During one of the premier's mobile cabinet meetings Monday in Samut Sakorn province, home to a huge fishing industry dominated by migrant workers, he visited the Labour Rights Promotion Network (LPN), the Thai Union Frozen Co and the Fish Marketing Organisation in the morning before heading to Petchaburi for the scheduled cabinet talks on Tuesday.
He said cleaning up the industry was crucial for the nation's economic growth as the European Union has threatened to ban imports of marine products from Thailand unless it sees improvement.
Deputy Prime Minister Chatchai Sarikulya said even though the issue of migrant labourers remains a challenge, a special taskforce will be set up to help regulate the 100-billion-baht industry.
The government has cracked down of fishing companies over the last three years in the face of a "yellow card" from the EU.
EU commissioners are scheduled to conduct an inspection in Thailand from April 4-11.

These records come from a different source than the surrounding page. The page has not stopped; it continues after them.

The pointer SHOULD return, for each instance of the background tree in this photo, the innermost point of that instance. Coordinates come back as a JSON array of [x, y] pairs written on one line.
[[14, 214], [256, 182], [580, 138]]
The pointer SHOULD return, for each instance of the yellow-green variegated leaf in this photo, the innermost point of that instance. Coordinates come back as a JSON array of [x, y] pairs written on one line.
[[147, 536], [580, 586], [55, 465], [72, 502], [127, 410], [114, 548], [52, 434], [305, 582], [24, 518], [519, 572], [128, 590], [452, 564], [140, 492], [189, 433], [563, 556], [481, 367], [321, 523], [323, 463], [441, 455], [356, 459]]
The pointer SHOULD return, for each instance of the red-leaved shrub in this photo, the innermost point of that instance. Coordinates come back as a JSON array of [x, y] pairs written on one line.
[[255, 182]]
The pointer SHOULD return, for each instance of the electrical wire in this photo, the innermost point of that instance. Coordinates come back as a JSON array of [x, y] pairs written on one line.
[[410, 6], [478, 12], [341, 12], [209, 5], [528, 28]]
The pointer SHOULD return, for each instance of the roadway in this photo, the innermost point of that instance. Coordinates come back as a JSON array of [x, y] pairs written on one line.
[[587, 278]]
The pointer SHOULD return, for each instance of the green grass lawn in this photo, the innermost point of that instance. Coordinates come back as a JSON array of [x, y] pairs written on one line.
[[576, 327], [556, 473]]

Mr Chatchai, a former agriculture minister, said the controversial issue of foreigners working in the industry without proper permits will be a top agenda item as they try to weed out human smuggling and cases of rights abuses.
The government has tried to separate the two issues of illegal fishing and illegal labour but the EU wants to bind them together in the interests of greater efficiency as time is of the essence.
"They want to know how we are solving the problem of illegal workers and we've tried our best to satisfy both sides. All agencies are working together to deal with this and we plan to work closer with NGOs," he said.
The government said it plans to set up a taskforce to deal with illegal labourers who work on large trawlers and are at risk of human trafficking.
NGOs have witnessed many examples of workers being abused, even tortured, and working together as partners to overcome the huge challenges they face.
EU delegates must also return to verify how traceable the system is and track where the fish originated, said Gen Chatchai.
The EU has also expressed concern that Thailand's Port In-Port Out (PIPO) Control Centre will require more staff to produce a more detailed and timely report.
The deputy premier said his teams would visit 32 PIPO centres and punish any wrongdoing.
He said the EU is satisfied with the Vessel Monitoring System (VMS), how well the law is enforced, and how transparent operations are.
A court has set up a special division to fast-track illegal fishing cases, officials said.
"I still don't know when the EU will revoke its yellow card [against Thailand] but we have seen many positive signs," Gen Chatchai said.
"We and the EU have a common goal to make fishing more sustainable. If the EU repeals the card, we will become the Asean leader in this space," he added.
In 2015, the EU threatened a full ban on seafood imports unless concrete steps were taken.
Pundits predict this could cost Thailand US$300 million.